AHCA/NCAL Submits Comments on Fraud Prevention Request for Information

AHCA/NCAL Updates; CMS; Regulations
 

AHCA/NCAL submitted comments to the Centers for Medicare & Medicaid Services (CMS) in response to a Request for Information (RFI) on the Comprehensive Regulations to Uncover Suspicious Healthcare (CRUSH) initiative [RIN 0938-AV97]. The CRUSH RFI seeks stakeholder feedback on potential policy approaches to strengthen detection, prevention, and enforcement of fraud-waste, and abuse (FWA) across federal health care programs.  

Areas of focus include provider screening, ownership verification, identity proofing, and oversight. The request also reflects broader CMS priorities related to FWA, including DMEPOS supplier oversight, AI-assisted coding risks, and beneficiary protection measures.  

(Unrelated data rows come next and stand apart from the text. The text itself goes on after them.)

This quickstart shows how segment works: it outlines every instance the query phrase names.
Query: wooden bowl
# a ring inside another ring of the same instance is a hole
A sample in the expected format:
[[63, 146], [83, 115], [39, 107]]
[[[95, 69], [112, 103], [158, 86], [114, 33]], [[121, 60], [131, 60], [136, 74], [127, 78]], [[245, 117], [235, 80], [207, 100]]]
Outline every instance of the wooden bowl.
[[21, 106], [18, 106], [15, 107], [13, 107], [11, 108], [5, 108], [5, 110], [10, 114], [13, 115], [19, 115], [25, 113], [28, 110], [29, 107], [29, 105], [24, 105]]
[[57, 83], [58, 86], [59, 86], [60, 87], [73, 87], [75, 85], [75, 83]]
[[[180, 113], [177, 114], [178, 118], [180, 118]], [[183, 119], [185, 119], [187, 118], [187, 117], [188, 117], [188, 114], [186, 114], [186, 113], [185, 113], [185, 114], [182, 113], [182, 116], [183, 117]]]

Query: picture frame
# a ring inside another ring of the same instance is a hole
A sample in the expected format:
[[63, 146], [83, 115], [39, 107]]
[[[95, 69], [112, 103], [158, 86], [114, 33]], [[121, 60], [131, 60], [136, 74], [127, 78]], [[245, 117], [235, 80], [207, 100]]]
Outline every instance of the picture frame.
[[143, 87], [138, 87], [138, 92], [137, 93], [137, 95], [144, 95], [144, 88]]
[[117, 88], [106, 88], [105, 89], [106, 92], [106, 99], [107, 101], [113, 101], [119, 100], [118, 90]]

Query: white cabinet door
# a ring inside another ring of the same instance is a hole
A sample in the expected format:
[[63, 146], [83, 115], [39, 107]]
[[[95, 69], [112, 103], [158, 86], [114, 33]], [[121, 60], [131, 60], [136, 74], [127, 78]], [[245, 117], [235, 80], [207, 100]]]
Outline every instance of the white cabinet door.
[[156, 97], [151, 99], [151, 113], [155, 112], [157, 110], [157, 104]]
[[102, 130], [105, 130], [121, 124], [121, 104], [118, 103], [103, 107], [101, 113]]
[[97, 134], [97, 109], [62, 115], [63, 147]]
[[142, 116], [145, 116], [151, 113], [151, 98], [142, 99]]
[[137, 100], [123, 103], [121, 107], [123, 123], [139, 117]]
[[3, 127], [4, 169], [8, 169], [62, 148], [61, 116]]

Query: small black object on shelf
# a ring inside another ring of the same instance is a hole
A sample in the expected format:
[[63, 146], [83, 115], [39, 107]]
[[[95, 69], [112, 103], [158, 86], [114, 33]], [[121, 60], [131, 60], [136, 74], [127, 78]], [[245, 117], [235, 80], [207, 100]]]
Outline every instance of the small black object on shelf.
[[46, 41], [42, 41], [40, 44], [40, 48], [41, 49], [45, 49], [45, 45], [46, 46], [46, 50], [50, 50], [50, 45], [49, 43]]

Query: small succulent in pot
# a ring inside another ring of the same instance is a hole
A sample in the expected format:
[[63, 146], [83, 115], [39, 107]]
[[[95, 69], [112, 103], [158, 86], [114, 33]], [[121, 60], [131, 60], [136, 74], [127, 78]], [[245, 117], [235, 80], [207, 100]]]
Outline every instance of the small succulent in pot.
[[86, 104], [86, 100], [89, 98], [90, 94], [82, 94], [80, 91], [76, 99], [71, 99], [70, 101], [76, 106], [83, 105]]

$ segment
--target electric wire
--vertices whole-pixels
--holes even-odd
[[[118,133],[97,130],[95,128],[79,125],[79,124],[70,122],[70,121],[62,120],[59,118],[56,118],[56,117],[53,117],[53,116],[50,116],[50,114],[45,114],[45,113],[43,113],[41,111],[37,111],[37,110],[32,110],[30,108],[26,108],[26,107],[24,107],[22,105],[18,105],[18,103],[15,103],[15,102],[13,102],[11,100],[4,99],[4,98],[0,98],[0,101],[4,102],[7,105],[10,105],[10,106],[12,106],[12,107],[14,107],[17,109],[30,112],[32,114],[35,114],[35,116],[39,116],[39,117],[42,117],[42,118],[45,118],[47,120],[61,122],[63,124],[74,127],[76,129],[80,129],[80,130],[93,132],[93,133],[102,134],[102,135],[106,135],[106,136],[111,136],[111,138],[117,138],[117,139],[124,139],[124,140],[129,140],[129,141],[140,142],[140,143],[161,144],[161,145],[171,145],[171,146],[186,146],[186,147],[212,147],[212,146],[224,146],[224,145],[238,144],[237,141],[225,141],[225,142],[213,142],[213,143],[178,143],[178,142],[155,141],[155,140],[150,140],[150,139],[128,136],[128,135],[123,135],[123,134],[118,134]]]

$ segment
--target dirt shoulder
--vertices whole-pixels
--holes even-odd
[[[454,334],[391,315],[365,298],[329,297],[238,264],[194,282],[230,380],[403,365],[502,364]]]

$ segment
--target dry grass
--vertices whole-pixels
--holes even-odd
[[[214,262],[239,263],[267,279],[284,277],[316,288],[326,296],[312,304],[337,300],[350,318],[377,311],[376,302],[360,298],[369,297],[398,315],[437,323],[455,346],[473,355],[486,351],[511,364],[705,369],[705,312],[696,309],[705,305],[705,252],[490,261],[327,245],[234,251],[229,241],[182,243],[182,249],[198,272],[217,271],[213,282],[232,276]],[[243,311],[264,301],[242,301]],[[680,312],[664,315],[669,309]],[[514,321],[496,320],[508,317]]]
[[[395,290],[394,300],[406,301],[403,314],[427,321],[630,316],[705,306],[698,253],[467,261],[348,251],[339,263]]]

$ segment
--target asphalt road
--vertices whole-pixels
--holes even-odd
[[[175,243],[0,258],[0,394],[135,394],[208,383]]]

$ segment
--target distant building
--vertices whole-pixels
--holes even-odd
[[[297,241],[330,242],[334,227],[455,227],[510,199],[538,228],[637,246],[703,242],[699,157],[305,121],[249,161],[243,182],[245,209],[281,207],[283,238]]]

Key AHCA/NCAL recommendations from this response include: 

  • Target fraud-prevention approaches, including AI-based program integrity tools, toward high-risk actors rather than applying broad, one-size-fits-all requirements that impose unnecessary burden on compliant providers;  

  • Calibrate AI-driven program integrity applications to the unique Medicare/Medicaid patient population characteristics and provider size variance within the long term and post-acute care (LTPAC) sector; 

  • Pursue the least burdensome approaches for information-sharing between CMS, states, and providers to prevent bad actors from entering or remaining the Medicare and Medicaid programs; and    

  • Ensure appropriate safeguards for both fee-for-service and managed care providers and payers when AI is used, including requiring human oversight and approval of any AI-guided program integrity actions that may affect provider enrollment, audit targeting, or automated denials.